Excuse me, Sid, but Canada has had only two separation votes in its long history, both defeated, and Québec nationalism all but died off after the last vote in the early 1990s. And how does someone speaking Spanish destroy the concept of e pluribus Unum?
And when Democrats are in control, Dinerstein is a fiscal hawk, writing “Hurricane Katrina devastated New Orleans. Congress and the President are going to chip in $100-billion to help them rebuild that town, and we say “OK.” Where’s it coming from? The answer is, nowhere. It’s Off Budget. That means that it doesn’t change the 200 billion dollars one bit. But it adds $100-billion to next year’s debt. It’s Off the budget and On the debt. Nice!”
Sid conveniently forgets that it was George Bush and a Republican-controlled Congress that did this off-budget sleight-of-hand year after year – including costs for the illegal Iraq misadventure and the botched Afghan war.
Toss UpAccording to Corson, “(West’s) appeal has been minimal in the more moneyed ‘white’ areas of the district, so most observers regard his candidacy as a wash.

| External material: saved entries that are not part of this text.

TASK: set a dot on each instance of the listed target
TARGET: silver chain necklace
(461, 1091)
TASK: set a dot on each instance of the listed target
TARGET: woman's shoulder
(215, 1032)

The conventional wisdom is he loses in a close race to Ron Klein because he isn't Jewish and he won't get enough "black" votes to offset the low turnout in the country club areas.
“Otherwise, insiders are sticking tightly to the existing script, believing that they represent truth, justice, and the American Way,” Corson concludes
So Allen West campaigns in FL22 by crying out for taking back the country – but from whom?
I seem to recall rather large elections in 2006 and again in 2008 in which the now-sitting president and Democrats running for House and Senate seats were elected by an overwhelming majority of voters who were dissatisfied by, and fed up with, the other party’s ideas, demagoguery, lack of respect for the Constitution, and a total and complete disregard for American laws, traditions and values.
Candidate West is a living example of why Republicans – those like him as well as those who actually put country ahead of party – were tossed from office in the last two elections. And why he should be kept as far from Congress as possible.